Sally Themans said she was looking for ways to revive town centres
- Published
A woman who champions high streets says many market towns are being "blighted" by large unoccupied properties that should be brought back into use.
Sally Themans, who runs a consultancy supporting high streets in Shropshire and Staffordshire, said: "Despite all the great regeneration efforts going on around them, [empty properties] are a real problem."
Her organisation organised a seminar in Market Drayton on Thursday to pass on advice to businesses.
She said she was looking at "innovative approaches to revitalising town centres".
Community ownership could be "one of the means to break the deadlock on empty High Street properties", she added.
She mentioned the Wellington Orbit building in Wellington, Shropshire, as an example of a community group taking over the running of a large empty building, with the support of the local authority.
She said large empty buildings were "often poorly maintained" and could "prove a real obstacle to the best efforts of high street regeneration".
She also said in some cases there were "absent landlords who look at these buildings as something on their balance sheets" and the buildings could be expensive to maintain.
But she said some of the more historic buildings could take advantage of "a glitch in the system" which allowed them to avoid business rates and that "they really do help the overall look of any town centre".
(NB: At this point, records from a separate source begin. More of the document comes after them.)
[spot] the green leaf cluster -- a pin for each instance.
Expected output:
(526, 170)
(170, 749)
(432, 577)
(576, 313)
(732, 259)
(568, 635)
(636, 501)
The high street champion cites the Orbit building in Wellington as an example of a community group taking over the running of a large vacant building
Ms Themans said delegates at the Markey Drayton seminar would learn about the latest powers given to local authorities to compel landlords to rent out persistently vacant commercial properties.
Vicki Bidwell, policy lead for "High Street Rental Auctions" at the Ministry for Housing, Communities and Local Government, was due to explain how they work.